Building banking strategy amidst digital storm
Building banking strategy amidst digital storm
With lingering economic uncertainties and unstable macroeconomic conditions, the banking sector is entering a phase marked by tightening budgets and mounting pressure to sustain growth and retain customers.
Against this backdrop, an age-old question suddenly feels more urgent than ever: "Should marketing be the first line item to cut?"
It is a fair question. But stopping at cost reduction without considering return on investment risks falling into a short-term trap, where immediate savings come at the expense of long-term competitive advantage.
![]() Do Ngoc Son, deputy director of market research and Consulting, Mibrand Vietnam |
In today’s environment, marketing in banking is no longer a nice-to-have but a strategic capability, closely tied to customer acquisition, retention, and lifetime value generation.
Yet, questions around marketing effectiveness remain widespread, especially in a context where consumer behaviours are shifting rapidly, personalisation expectations are rising, and technology is rewriting the rules of engagement.
Unlike consumer goods, where value can be seen and experienced instantly, banking products are largely intangible, feature-similar, and heavily reliant on trust. This makes marketing not just a communication function, but a powerful tool to shape perception, trigger behaviours, and define brand positioning in the minds of customers.
However, many industry surveys reveal that marketing budgets are still predominantly allocated to broad-based campaigns, focusing more on product features than on user context and behaviour. As a result, messaging often gets lost in an increasingly crowded stream of financial content.
According to Deloitte’s 2023 report, only 14 per cent of Southeast Asian users could recall the name of a banking product they had seen advertised within the previous seven days, a telling sign of the sector’s struggle to make lasting impressions.
The real issue is not whether banks should invest in marketing, but how their investments reflect a clear strategic mindset. To make marketing a true growth driver, banks must seriously consider three key shifts, starting with a fundamental change in how financial products are developed.

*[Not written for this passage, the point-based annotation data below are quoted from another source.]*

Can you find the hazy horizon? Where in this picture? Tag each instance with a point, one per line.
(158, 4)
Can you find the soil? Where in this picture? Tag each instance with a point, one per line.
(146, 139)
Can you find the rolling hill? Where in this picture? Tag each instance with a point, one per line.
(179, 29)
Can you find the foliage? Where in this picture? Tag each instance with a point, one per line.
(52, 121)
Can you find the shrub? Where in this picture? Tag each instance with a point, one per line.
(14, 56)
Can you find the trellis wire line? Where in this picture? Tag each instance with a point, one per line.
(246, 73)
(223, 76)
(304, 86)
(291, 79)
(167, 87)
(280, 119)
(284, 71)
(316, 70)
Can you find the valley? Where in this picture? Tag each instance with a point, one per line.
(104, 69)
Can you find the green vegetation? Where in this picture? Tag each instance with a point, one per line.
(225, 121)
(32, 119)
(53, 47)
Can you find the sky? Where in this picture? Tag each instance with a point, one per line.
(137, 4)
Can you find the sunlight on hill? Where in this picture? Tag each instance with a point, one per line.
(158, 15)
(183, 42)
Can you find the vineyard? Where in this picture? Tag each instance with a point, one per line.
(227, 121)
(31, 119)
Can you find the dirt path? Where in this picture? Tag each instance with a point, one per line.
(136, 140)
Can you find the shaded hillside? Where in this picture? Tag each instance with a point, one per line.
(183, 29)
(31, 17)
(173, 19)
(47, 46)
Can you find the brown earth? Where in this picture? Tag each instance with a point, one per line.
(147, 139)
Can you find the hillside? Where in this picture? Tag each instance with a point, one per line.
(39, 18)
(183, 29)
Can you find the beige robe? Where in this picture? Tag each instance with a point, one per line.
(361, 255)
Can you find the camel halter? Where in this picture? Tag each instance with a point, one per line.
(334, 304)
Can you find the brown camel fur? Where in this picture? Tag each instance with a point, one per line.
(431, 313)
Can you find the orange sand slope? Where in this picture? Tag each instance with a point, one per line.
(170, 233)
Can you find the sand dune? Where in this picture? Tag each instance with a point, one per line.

Rather than continuously launching new products with overlapping features, the market is moving towards designing financial solutions tailored to customer life journeys. Today’s customers no longer use a single product to meet every need, they segment their financial tasks from daily payments and goal-based savings to flexible investments and long-term protection.
A 2024 McKinsey study found that 43 per cent of users in Asia-Pacific simultaneously use two to four different financial platforms to meet personalised goals. This calls for a shift in product strategy from designing products to designing integrated financial solutions built around real-life needs and behavioural insights.
The second transformation relates to customer segmentation. It involves moving beyond traditional wealth tiers and adopting multidimensional segmentation based on value and behaviour.
The two-tier wealth segmentation model, while easy to implement, is increasingly showing its limitations. Consumers with the same income or asset levels can have vastly different financial behaviours and expectations.
A 2024 quantitative study by Mibrand revealed that factors such as price sensitivity, deal-seeking behaviour, and habitual spending patterns are playing a larger role in how consumers engage with banks, regardless of their financial tier.
By combining financial value segmentation with behavioural and psychographic profiling, banks can significantly enhance message precision while laying the groundwork for better product development, stronger customer bonds, and higher lifetime value.
The third shift involves the transformation from mass communication to contextual touchpoint activation.
Changes in consumer behaviour have brought new challenges to communication effectiveness. According to Meta, engagement with banking content on digital platforms has dropped over 60 per cent in the past three years, partly due to content fatigue, but also because messaging often lacks specificity and contextual relevance.
Leading financial institutions are now adopting a touchpoint activation approach, focusing on the right channel, at the right moment, with the right need in mind. Instead of blanket social media campaigns, personalised messages delivered through mobile banking apps, timed with high-likelihood moments like lunch breaks or online shopping hours, are showing far higher conversion potential.
Reinvesting in marketing doesn’t have to mean higher spending. On the contrary, now is the right moment for banks to reexamine their budget structures, eliminate low-impact spending, and concentrate resources on core capabilities.
These include leveraging behavioural data for smarter decision-making; building a robust persona library to support both product innovation and communication; integrating personalisation technologies into Customer Relationship Management CRM, Customer Data Platform CDP, and banking apps; and nurturing a multidisciplinary in-house team that combines customer insight, product design, technology, and creative content.
Equally important is a mindset shift in performance measurement from tracking brand awareness alone to measuring real behavioural outcomes.
Cutting costs is a rational response in times of budgetary constraints. But without a corresponding shift in thinking and operational structure, cutting marketing may end up weakening the very foundation that connects brands with their customers.
In a market where product differentiation is fading, the new competitive edge lies in experience and customer understanding. When invested in wisely, marketing will not only drive short-term results, it will also help banks build long-term trust and value, one relationship at a time.